The estate on which the house stands was in the possession of the Lawton family from at least since the 13th century. The first house on the site burnt down in the early 15th century. This was followed by a more substantial house, which was replaced by the present house in about 1600. Although the core of this house dates from the 17th century, the exterior dates from the middle of the 18th century. Wings were added in the 1830s. The porch was built in about 1860, and a billiard room was added during the 19th century. Although the house was still owned by the Lawton family, it was being used as a hotel in 1906. During the Second World War it was used as a Civil Defence Reserve Camp. Between 1950 and 1986 the house was a school, the Lawton Hall School. In 1989 plans to turn it into a hotel were passed, but were never implemented. At some time around this period the building was badly damaged by fire. In 1999 a property development company converted the hall into four houses and five apartments. Surrounding buildings were also converted for residential use, and houses were built in the adjoining estate.

==Architecture==

===Exterior===
The house is constructed in red brick with stone dressings and a slate roof. The entrance front is symmetrical in nine bays, with asymmetrical wings on each side. The central three bays project forward and have two storeys. In the middle bay is a round-arched doorway, now blocked but containing a sash window. At the sides of the doorway are Doric half-columns, and over the door is a Doric entablature and a segmental pediment. Above this is a tall round-arched window surround containing a sash window, above which is another pediment. In the bay on each side is a round-headed window in the lower storey and a smaller flat-headed window in the storey above. The lateral three bays on each side have 2½ storeys, with larger sash windows in the lower two storeys, and smaller windows above. The exception is the middle bay to the right of the central section that contains a single-storey porch with Doric columns. The right-hand wing has four bays plus a projecting pavilion containing a Venetian window in the lower storey and a diocletian window above. The left-hand wing has two bays, with a recessed three-bay billiard room beyond. The garden front is also symmetrical and in nine bays.
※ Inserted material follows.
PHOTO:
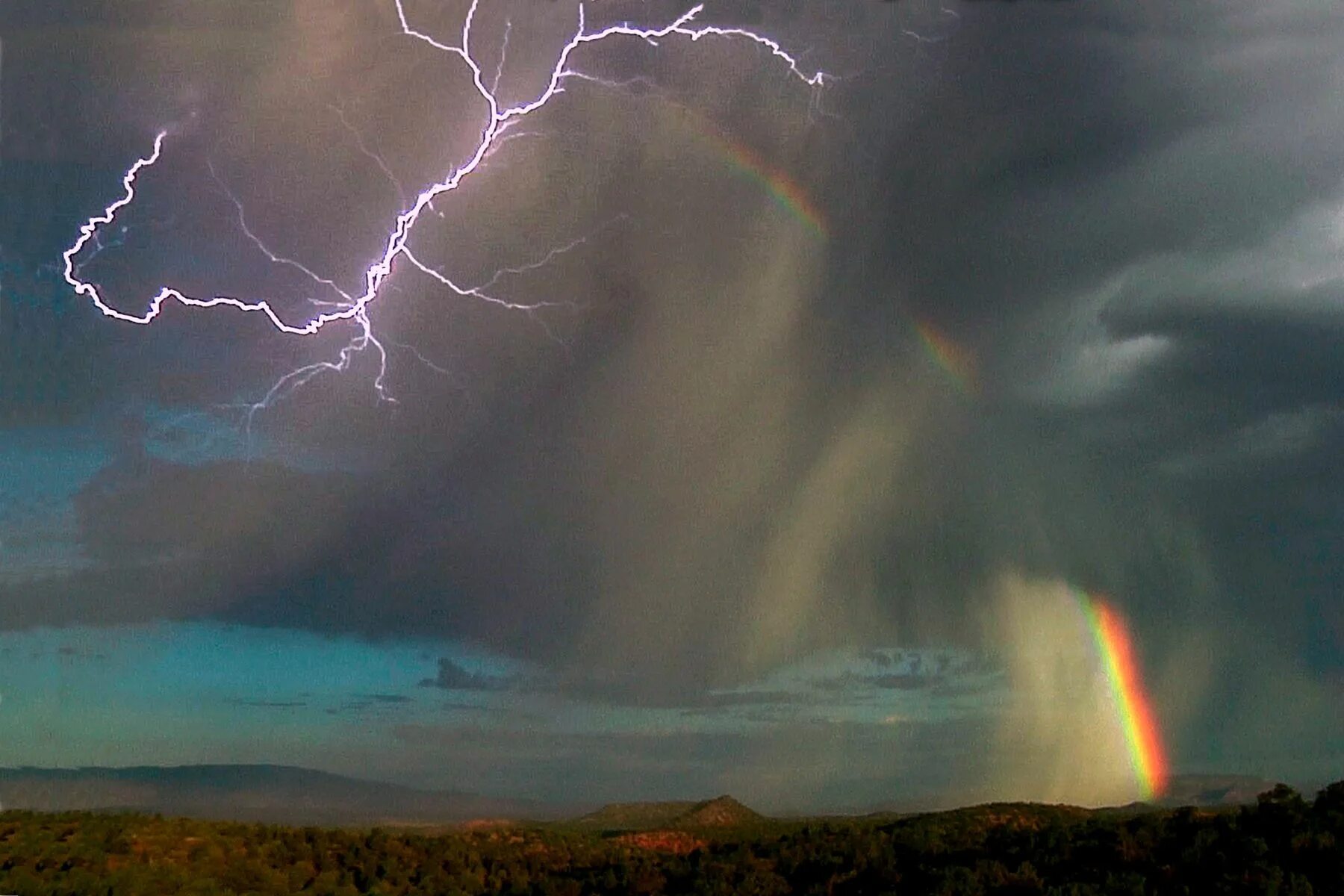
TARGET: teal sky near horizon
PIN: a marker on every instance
(680, 501)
At the centre is a two-storey semi-octagonal bay window. In its lower storey is a Venetian window that has been converted into a French window. On each side of it are Ionic pilasters, and above it are roundels. Over all this is an arched window.

===Interior===
Inside the building, before the fire and conversion into separate residential units, Pevsner reported that there was a 17th-century staircase and two Jacobean fireplaces. The two main rooms in the centre of the house contained plaster ceilings and chimneypieces in Rococo style. The study to the left of the entrance hall had 17th-century oak panelling, as did three rooms in the attic.